The movie became a phenomenon because it was seen to capture something about 1980s society, but it did so almost entirely negatively: there’s the implication that Dan’s adultery is only a problem because of the high likelihood that any woman one has an affair with will turn out to be a frighteningly unstable “bunny-boiler” – a theme revisited, controversially but successfully, by Gone Girl in cinemas last year. Fatal Attraction’s Alex was also, specifically, a single, working woman, a demographic seen as a threat to the traditional family at the time. Audiences enjoyed seeing her marmalised by Anne Archer as Beth, the placid, dutiful but ultimately fiercely protective wife.
Would a new version move on from all that, or would it trot gleefully back to the basic misogyny and blithe mental-health stigmatisation of the 80s? TV has recently given us The Affair, a vastly more nuanced portrayal of infidelity with no “bunny-boilers”, no blameless characters and no blood spattered across bathroom tiles. We now look to TV to tell stories about (relatively) ordinary people’s lives and indiscretions, because it has the screentime to do so more thoroughly and intelligently, leaving movies to focus on spectacle.

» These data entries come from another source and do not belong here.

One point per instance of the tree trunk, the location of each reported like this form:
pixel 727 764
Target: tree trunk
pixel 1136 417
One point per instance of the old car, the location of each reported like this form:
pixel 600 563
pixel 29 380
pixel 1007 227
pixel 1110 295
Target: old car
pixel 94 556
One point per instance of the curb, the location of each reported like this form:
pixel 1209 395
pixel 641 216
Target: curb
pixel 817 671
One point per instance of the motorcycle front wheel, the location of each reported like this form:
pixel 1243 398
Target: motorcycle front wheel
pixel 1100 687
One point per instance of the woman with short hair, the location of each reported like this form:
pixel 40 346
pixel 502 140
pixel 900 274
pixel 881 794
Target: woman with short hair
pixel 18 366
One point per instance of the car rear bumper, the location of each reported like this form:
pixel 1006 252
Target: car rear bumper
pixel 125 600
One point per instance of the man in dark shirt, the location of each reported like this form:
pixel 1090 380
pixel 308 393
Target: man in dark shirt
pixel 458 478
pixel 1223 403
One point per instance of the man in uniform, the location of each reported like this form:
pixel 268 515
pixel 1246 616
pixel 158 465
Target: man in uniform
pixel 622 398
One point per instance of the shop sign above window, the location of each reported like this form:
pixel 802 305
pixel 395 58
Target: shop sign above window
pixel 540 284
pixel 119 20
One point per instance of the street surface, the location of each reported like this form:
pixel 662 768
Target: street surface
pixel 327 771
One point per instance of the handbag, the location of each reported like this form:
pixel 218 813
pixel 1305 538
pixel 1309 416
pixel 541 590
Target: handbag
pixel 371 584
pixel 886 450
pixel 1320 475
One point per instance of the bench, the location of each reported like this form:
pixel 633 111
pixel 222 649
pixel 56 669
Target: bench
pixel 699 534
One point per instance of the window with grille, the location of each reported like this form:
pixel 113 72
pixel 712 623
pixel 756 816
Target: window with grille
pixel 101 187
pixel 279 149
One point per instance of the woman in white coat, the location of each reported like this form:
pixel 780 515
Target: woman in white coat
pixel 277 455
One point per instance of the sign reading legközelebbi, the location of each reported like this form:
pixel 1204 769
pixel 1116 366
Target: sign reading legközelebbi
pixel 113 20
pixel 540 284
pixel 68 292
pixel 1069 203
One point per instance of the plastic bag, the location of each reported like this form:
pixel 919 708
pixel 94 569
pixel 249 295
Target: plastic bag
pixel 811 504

The fact that the new FA is an “event” series airing on wham-bam mainstream network Fox, whose president of entertainment David Madden oversaw the original movie, suggests it’s probably not going to be a subtle exploration of shifting, imperfect adult relationships; that said, the showrunners are Maria and Andre Jacquemetton, who broke through by writing and producing on Mad Men – a hire that suggests the secret of reviving Fatal Attraction could be to make it more like sophisticated modern TV and less like … Fatal Attraction.